The greatest tennis player of all time is returning to the sport’s most prestigious tournament. But this time around, one side needs the other more than ever. And Serena Williams isn’t the thirsty one.
Earlier this week, The All England Club announced that Williams will be granted a wild-card entry to participate in the singles tournaments as she hopes to capture her elusive 24th Grand Slam singles win after a year off.
When Williams plays, people watch. That’s why, in 2022, Williams is doing The All England Club a favor. She doesn’t need them. The tournament — and sport — needs her. As a legendary sports icon that changed the way her sport is played, and viewed, and as an athlete that makes more money off the court than she does on it, at age 40, referring to Williams as someone who plays tennis instead of just viewing her as a “tennis player” isn’t a diss, it’s a fact.
If Williams woke up tomorrow morning and decided to retire, she’d be OK. But, tennis wouldn’t. Williams has won Wimbledon 7 times as a solo act and came in second in 2018 and 2019. According to SportsMediaWatch, after Williams retired in the first round with an injury during last summer’s tournament, the finals between Ashleigh Barty and Karolína Plíšková averaged just 1.09 million viewers, which was down 55 percent from the 2019 finals that Williams played in. Last year’s finals matchup without Williams was also the smallest audience for any Wimbledon singles final since ESPN began airing the event exclusively in 2011.
A look at the winners of that tournament on the women’s side is proof that nobody moves the needle like a “Williams,” be it Serena or Venus. And that’s no disrespect to the talents of Maria Sharapova, Amélie Mauresmo, Petra Kvitová, Marion Bartoli, Garbiñe Muguruza, Angelique Kerber, Simona Halep, and Barty — who’ve been the only women to win Wimbledon since 2000 whose last name isn’t Williams.
But, let me ask you this.
Do you remember them?
Do you know their names?
No, you don’t. And Wimbledon knows that, which is why they’re granting Williams a wild-card. Not because she deserves it, but because they need her to play. The sport of tennis needs Williams on the court, especially given the way things are going on the women’s side.

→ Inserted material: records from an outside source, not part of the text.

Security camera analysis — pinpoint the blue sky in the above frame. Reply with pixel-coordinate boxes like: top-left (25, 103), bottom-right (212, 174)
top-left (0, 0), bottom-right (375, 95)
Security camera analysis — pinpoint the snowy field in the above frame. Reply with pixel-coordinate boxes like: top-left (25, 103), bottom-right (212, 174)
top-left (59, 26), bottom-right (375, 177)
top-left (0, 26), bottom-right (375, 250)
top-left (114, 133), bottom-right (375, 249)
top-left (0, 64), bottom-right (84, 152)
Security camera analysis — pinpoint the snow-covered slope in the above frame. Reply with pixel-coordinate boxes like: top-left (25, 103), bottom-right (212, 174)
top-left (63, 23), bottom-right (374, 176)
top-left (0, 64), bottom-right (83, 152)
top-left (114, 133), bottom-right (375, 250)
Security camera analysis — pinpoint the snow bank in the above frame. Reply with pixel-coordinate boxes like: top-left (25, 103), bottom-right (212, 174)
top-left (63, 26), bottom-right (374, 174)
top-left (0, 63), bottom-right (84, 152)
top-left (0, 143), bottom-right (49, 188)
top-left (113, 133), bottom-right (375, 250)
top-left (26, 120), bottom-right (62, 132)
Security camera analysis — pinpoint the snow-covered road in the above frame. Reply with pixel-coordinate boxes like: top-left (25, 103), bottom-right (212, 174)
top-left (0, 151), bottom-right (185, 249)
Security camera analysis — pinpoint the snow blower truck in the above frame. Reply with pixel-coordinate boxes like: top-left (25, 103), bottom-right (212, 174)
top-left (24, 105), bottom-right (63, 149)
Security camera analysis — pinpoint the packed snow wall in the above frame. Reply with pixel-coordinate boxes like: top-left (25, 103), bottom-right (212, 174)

Over the last year or so, the sport that still takes issue with a Black woman being the face of it, has shown us that it doesn’t want Naomi Osaka around. As of right now, Osaka’s name is on the entry list for the tournament. But a few weeks ago, she was leaning towards not playing. And then there’s Coco Gauf — the young phenom that the public and many in the media thrust unrealistic expectations on in 2019 — is still finding her way in the sport, as the 18-year-old just made her first Grand Slam finals appearance when she lost in the French Open earlier this month.
The sport of tennis and its biggest tournament have been looking for someone — male or female — to be the next Serena Williams for years, and haven’t been able to find an adequate replacement that brings the same kind of energy, intrigue, and ratings that she does. And on one hand, that’s bad for tennis. But on the other hand, it’s good for us. Because it means that we got to see the best to ever do it — which is why Serena Williams is still in such high demand at Wimbledon.